Instalado en la terraza del Hostal Catedral, Jacinto observaba el Zócalo y sus alrededores con expectación. Había pasado toda su vida entre esos edificios antiguos y no pensaba marcharse. Los mexicanistas le habían prometido que solucionarían el problema. Llevaba años viéndolos danzar fervientemente alrededor del Templo Mayor, escuchando el sonido hipnotizante de sus tambores, y les creía. Despertarían al lago dormido bajo la ciudad y éste regresaría a recobrar el lugar que le correspondía. La presencia reciente del Chac Mool en una exposición del Museo Nacional de Arte confirmaba esa certeza. Él también veía y entendía las señales…
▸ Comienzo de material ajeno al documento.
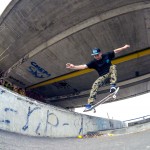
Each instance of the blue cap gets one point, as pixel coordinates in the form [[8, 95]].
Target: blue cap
[[95, 51]]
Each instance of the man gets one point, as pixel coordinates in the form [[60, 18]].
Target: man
[[102, 64]]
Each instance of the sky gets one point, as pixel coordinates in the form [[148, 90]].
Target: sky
[[3, 4], [121, 110]]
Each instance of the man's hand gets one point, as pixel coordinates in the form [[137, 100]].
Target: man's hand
[[76, 67], [69, 66]]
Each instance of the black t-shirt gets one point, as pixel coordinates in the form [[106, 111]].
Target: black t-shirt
[[102, 66]]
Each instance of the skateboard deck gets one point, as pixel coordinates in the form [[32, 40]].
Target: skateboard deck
[[111, 95]]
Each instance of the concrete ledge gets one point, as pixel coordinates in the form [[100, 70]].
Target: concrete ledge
[[23, 115]]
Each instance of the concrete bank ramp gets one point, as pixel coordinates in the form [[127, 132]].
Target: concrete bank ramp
[[135, 141], [26, 116]]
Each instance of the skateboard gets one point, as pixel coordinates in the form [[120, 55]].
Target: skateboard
[[111, 95]]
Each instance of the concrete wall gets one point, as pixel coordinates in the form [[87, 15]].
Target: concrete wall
[[26, 116]]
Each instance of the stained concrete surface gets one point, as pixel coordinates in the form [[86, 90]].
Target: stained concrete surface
[[135, 141]]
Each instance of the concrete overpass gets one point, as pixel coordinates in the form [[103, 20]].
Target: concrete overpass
[[37, 39]]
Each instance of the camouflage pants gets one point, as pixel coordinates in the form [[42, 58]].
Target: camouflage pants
[[112, 75]]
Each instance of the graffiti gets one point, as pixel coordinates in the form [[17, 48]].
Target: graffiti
[[52, 120], [37, 129], [44, 121], [65, 85], [28, 115], [37, 71]]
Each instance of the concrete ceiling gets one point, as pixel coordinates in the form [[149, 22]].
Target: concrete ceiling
[[37, 39]]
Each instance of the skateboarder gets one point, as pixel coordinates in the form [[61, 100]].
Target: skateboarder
[[102, 64]]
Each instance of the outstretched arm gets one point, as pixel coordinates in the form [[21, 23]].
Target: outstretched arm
[[121, 48], [76, 67]]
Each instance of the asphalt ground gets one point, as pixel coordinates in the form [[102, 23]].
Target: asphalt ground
[[133, 141]]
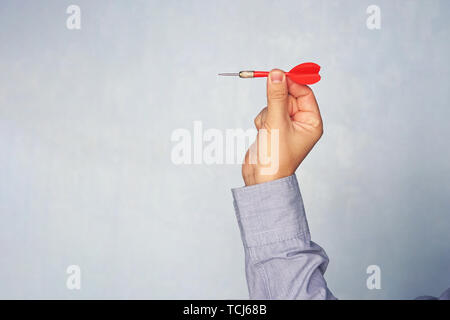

El día que se ordenó la evacuación, hizo una copia de la llave maestra del Hostal y entregó la original, fingiendo obediencia. Nunca más volvería a limpiar retretes y eso lo complacía. El gobierno le había quitado su plaza de maestro, orillándolo a aquella humillación. Ahora él los engañaba. Cuando el ejército registró el lugar en busca de rezagados se encerró en la bodega de mantenimiento y aguardó hasta que se marcharon. Ya sólo quedaba esperar a que ocurriera el momento del sacrificio, el derramamiento de sangre sobre las piedras primigenias que instauraría el reinado del mundo antiguo sobre las ruinas herejes del moderno. Le intrigaba la manera en que los mexicanistas burlarían al ejército. Sabía que estaban por ahí, escondidos igual que él en alguno de los edificios abandonados. ¿Esperarían a que llegara la noche o se inmolarían ante los soldados a plena luz, reviviendo la matanza ocurrida en la Plaza de las Tres Culturas? Lo único cierto era que él se convertiría en un observador privilegiado. La Historia volvía al Año Cero y el sería su primer cronista.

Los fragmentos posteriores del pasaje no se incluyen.